= Stuart Elwell =

British boxer (born 1977)

Stuart Elwell (born 14 December 1977) is a professional boxer from Darlaston in the Black Country, England.

He became a professional boxer in the year 2000. His first fight was against Ernie Smith at Wolverhampton Civic Hall, which he won on points. His professional record currently stands at 12 wins out of 16 fights. He has one knockout victory which was shown on Sky Sports on 23 June 2006, against Francis Jones. His professional boxing career was put on hold between 2001 and 2005 when he served several years as a Royal Marine. He also boxed for the Royal Marines including a fight in Sydney, Australia. He won the British Midlands Welterweight championship only three fights into his return to civilian life.

==Boxing record==
30 Jan 2009
Kell Brook
Bethnal Green, London, England
Lost ref stopped fight 2nd round

28 Nov 2008
Paul Burns
Bellahouston Sports Centre, Glasgow, Scotland
Won PTS 6 Rounds

4 Jul 2008
Ted Bami
Everton Park Sports Centre, Liverpool, England
Lost ref stopped fight 7th round

25 Mar 2008
Vyacheslav Senchenko
Drusba Sportpalast, Donetsk, Ukraine
Lost TKOut 2nd round

18 Feb 2008
Chris Brophy
Radisson SAS Hotel, Glasgow, Scotland
Won PTS 6 rounds

20 Jul 2007
Alexander Matviechuk
Civic Hall, Wolverhampton, England
Won PTS 6 rounds

23 Mar 2007
John O'Donnell
Nottingham Ice Arena, Nottingham, England
Lost PTS 10 rounds

10 Nov 2006
Ben Hudson
Oakengates Theatre, Telford, England
Won PTS 4 rounds

23 Jun 2006
Francis (Franny) Jones
Winter Gardens, Blackpool, England
Won KO 1st round

18 May 2006
Peter Dunn
Town Hall, Walsall, England
Won PTS 6 rounds

10 Mar 2006
David Kirk
Bescot Stadium, Walsall, England
Won PTS 10 rounds

25 Nov 2005
Ben Hudson
Town Hall, Walsall, England
Won PTS 4 rounds

6 Oct 2005
Ernie Smith
Concert Hall (Formerly Town Hall), Dudley, England
Won PTS 6 rounds

1 Apr 2001
Richard Inquieti
Light Bar, Wolverhampton, England
Won PTS 6 rounds

28 Jan 2001
Arv Mittoo
Light Bar, Wolverhampton, England
Won PTS 6 rounds

6 Nov 2000
Ernie Smith
Civic Hall, Wolverhampton, England
Won PTS 6 rounds

==Midlands welterweight champion==
On 10 March 2006, he fought David Kirk at the Bescot Stadium, Walsall, to take the Welterweight British Midlands Area title. He won on points after 10 rounds. He gave up this belt in March 2007, when he fought for the English title belt.

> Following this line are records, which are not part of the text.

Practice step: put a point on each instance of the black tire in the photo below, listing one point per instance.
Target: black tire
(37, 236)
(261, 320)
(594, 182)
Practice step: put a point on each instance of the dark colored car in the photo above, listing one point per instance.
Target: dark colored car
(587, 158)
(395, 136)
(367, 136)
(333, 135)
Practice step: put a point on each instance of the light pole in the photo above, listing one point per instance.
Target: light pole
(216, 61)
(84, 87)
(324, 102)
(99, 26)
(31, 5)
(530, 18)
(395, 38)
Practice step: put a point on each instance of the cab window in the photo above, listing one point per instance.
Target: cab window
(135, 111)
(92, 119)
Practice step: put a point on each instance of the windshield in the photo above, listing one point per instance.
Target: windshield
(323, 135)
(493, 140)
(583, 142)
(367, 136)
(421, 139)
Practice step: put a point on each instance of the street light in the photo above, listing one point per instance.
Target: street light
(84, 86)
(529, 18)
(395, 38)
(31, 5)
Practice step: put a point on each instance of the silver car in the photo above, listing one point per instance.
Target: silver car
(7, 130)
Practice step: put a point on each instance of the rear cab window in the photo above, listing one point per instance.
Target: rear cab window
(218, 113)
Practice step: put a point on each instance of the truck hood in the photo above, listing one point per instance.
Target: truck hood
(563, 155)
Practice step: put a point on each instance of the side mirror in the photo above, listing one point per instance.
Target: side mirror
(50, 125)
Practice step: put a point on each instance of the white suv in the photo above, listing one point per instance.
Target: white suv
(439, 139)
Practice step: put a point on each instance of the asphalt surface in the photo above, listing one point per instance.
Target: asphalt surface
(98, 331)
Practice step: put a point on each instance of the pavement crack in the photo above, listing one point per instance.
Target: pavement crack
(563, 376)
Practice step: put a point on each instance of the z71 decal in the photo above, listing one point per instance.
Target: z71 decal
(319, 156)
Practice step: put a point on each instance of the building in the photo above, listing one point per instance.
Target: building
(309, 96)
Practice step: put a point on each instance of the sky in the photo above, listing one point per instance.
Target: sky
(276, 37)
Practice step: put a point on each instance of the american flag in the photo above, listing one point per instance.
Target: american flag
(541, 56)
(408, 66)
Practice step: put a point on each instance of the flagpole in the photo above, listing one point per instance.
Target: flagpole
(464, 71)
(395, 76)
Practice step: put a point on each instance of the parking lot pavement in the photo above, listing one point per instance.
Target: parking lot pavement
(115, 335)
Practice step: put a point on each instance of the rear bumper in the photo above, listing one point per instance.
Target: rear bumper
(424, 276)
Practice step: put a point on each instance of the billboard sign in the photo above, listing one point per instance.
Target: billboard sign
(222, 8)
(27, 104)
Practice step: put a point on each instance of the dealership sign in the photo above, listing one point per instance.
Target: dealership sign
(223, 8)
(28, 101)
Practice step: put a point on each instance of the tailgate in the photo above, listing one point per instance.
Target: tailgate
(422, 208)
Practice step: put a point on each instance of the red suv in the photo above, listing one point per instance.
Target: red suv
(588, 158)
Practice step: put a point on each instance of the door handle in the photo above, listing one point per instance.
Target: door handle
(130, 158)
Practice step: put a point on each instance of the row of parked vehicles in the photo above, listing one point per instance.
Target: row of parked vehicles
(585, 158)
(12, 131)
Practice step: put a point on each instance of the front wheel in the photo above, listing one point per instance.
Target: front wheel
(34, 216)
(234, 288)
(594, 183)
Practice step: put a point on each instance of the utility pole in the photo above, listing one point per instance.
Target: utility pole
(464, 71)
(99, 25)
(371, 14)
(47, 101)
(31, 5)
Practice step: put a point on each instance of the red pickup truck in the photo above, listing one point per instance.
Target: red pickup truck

==English welterweight title fight==
On 23 March 2007, he fought John O'Donnell for the vacant English Welterweight title, a fight featured on Sky Sports 1. After a close 30-minute contest Elwell came up short 97–94.

==WBA Inter-Continental title fight==
On 25 March 2008, he fought Vyacheslav Senchenko in Donetsk, Ukraine, for Vyacheslav's WBA Inter-Continental title. The fight was shown live on Eurosport. After a winding blow to the stomach resulting in a standing eight count, Elwell lost to a technical knockout in the second round.

==British welterweight title fight==
On 30 January 2009, Elwell fought Kell Brook at the York Hall in Bethnal Green, England for the British Welterweight title, a fight featured on Sky Sports 1. Elwell lost in the second round after the referee stopped the bout.